Her decline continued. When I doubled her dose of Carprofen, the dog version of ibuprofen, the vet wanted to see her. Taking Doggie in was a series of shocks. First, she really, really didn't want to go in the building. This was new, and I still don't understand it. Then, when I weighed her while we were waiting, I learned she was 45 pounds. She had gone from 55 pounds to 50 in one year, but now had lost another 10 percent of her body weight. With a shock, I realized that her very sharp red collar was no longer borderline too tight, and needed to be fastened a few notches tighter.
The vet, who is very compassionate with old dogs and their owners, did a thorough exam and took a blood sample just to make sure we weren't doing harm to the liver or kidneys by increasing the medication dosage. Old Dog sought safety between the base of the exam table and the wall, something she had never done before.
The vet very gently told me that the cause of the weight loss was an abdominal tumor, most likely in her spleen. The vet knew my feelings about extraordinary measures and chemotherapy for animals, and didn't propose either. She said, "You know, you have a one-hundred-year-old dog. Each day is a gift." We talked about how Old Dog's life would end, would we choose to end it compassionately and when that might be. The vet talked about quality of life, feeding her a high protein diet and about who needed to see her to say good-bye. She warned me it could be a roller coaster of good days and bad days. All the while, I wept. When she finished talking, I reached into my bag and handed her and the vet assistant an Arbor Hospice pen. They looked at the pens, realized what they were and seemed to recall what they know about my work. The vet looked at me and said, "So, how did I do with my hospice talk?"
She did great, and I told her so. She told me how wonderful hospice had been for her dad.
I think I wept almost constantly the following week. Every memory, every glance at Old Dog brought tears. I called my kids. My dog has terminal cancer, probably won't live a week, definitely not beyond the summer. I watch with vigilance for any sign or for that expression all dog owners fear that says, "What is happening, and why don't you make it stop?"
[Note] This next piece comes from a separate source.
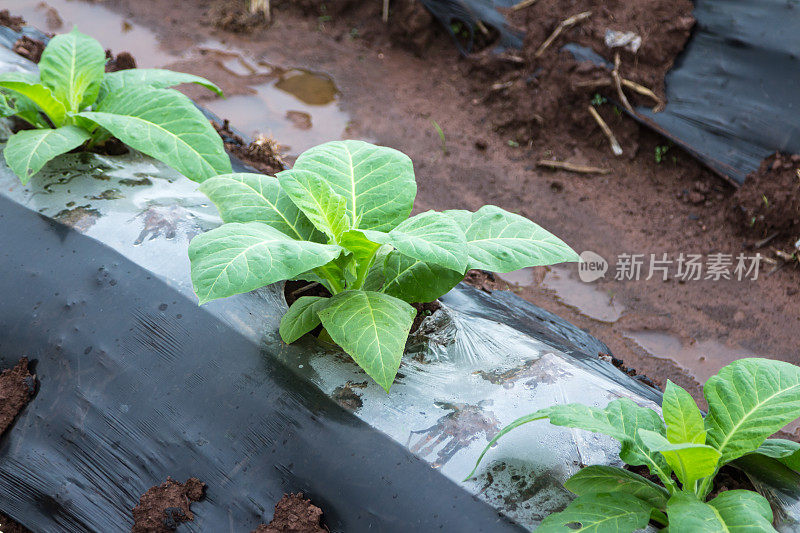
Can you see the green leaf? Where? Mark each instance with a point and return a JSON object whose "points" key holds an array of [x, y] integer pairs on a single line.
{"points": [[72, 66], [372, 327], [317, 200], [600, 478], [29, 87], [785, 451], [166, 125], [684, 420], [244, 197], [748, 401], [27, 151], [150, 77], [363, 251], [377, 182], [501, 241], [621, 419], [236, 258], [689, 461], [415, 281], [302, 317], [599, 513], [740, 511], [430, 237]]}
I keep thinking of the novel "The Story of Edgar Sawtelle," with its cast of deep canine characters and tragic end. That was a tough week.
Then, something happened. In that week of grieving, I came to accept what path we were on and made up my mind to dwell in the present, to pet and hug Old Dog, cook her scrambled eggs, dish out cottage cheese and take her to interesting and beautiful places for daily walks. I knew the theory, now I was challenged to live it.
So now we go on, not knowing what each morning will bring. I awaken and listen for doggie's shuffling gait as she approaches my bed, tail wagging, grinning as she greets a new day. "I'm still here!" she seems to say.
The heat is very hard for her. I can't walk her. She goes out to do her business and needs an hour to recover. But, so far I see no pain. Her coat is glossy and gorgeous from all those eggs. Her tail wags and she has resumed her border collie barking when any being crosses the "border" into our yard.
What I have learned is that there is a period of intense grief when faced with the certainty of loss, but one can travel through it and come out again into present joy.
There will be an end to this path that we are traveling. I don't know when. I know it will bring grieving again, but today, that is not where we dwell.